TV Honestly, I was thinking about the page title more than that I followed your exact example, and no, I don't think your example is unnice, that remark is about my ad hoc decomposition's feelings, which is not very objective, just the way that view happened to become more involved than a freewheeling wikireader could come with in a few seconds..

The idea of the initial settings and functions being applied is a very valid and general idea, though.

Suppose you start with an empty sql database, you start by applying functions to the empty state of that database to give it content, you would add fields and data to it, so you would have a function fill_database:

  initial_settings_of_the_database = fill_database1 (fill_database2(fill...(emtpyset)...))

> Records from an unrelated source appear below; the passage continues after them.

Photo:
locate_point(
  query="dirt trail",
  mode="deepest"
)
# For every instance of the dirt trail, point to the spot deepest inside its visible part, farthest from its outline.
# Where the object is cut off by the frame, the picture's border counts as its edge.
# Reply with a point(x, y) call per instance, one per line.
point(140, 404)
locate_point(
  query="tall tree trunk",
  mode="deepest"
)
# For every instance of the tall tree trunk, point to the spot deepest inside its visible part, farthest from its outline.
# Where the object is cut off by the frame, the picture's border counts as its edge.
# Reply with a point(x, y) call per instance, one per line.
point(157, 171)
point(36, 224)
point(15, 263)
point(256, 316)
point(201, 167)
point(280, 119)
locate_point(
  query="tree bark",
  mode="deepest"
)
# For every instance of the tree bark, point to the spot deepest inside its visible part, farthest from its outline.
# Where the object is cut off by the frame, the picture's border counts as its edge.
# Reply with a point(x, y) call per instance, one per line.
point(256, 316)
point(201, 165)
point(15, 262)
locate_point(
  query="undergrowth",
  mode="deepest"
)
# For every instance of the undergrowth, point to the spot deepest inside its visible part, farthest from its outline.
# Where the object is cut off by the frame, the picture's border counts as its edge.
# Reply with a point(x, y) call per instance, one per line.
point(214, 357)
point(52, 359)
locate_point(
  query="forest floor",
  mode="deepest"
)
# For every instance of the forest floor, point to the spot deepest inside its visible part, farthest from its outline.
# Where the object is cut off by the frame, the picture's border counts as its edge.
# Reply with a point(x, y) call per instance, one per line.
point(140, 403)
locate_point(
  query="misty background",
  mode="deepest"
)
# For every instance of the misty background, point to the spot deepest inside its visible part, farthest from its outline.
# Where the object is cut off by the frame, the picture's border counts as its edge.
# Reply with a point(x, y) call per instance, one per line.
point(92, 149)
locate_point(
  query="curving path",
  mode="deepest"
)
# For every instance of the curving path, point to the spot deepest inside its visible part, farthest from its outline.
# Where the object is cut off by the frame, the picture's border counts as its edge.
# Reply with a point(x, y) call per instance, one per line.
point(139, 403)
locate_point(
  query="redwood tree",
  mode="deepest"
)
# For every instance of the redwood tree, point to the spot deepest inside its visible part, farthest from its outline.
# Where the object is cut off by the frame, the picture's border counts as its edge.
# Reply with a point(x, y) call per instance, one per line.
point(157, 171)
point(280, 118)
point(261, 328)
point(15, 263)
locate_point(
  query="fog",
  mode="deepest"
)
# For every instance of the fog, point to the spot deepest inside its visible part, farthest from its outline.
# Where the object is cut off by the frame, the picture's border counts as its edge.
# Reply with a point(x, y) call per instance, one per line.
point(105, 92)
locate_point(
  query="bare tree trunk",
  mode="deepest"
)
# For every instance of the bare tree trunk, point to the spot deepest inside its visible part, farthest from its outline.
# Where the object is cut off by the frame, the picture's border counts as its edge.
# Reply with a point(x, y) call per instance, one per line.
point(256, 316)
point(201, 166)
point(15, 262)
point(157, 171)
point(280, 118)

where each fill_database(i) adds things to the data stored in the database, and from that point I though I'd start thinking about using different types of functions to change or update the database:

  change_database1(change_database2(...(initial_settings)..)

Maybe the filling of the database would make completely unoverlapping datasets, and the changes would start making things complicated.


phk ahhh, okay I see. and no worry I do not feel affected if it is nice or not. I didn't explain clearly that my default settings ("Basic") already cover everything and from there I overwrite settings. This is based on one of the goals (of the application where I use the complete stuff): It is supposed to run without settings ("Basic" is generated automatically) and from there you can change your specific settings in a user/group etc. kind. So I expect overlapping settings, but I don't want to deal with them.

this wiki page is more a chat log now ;-) Thanks a lot for your time to add all above!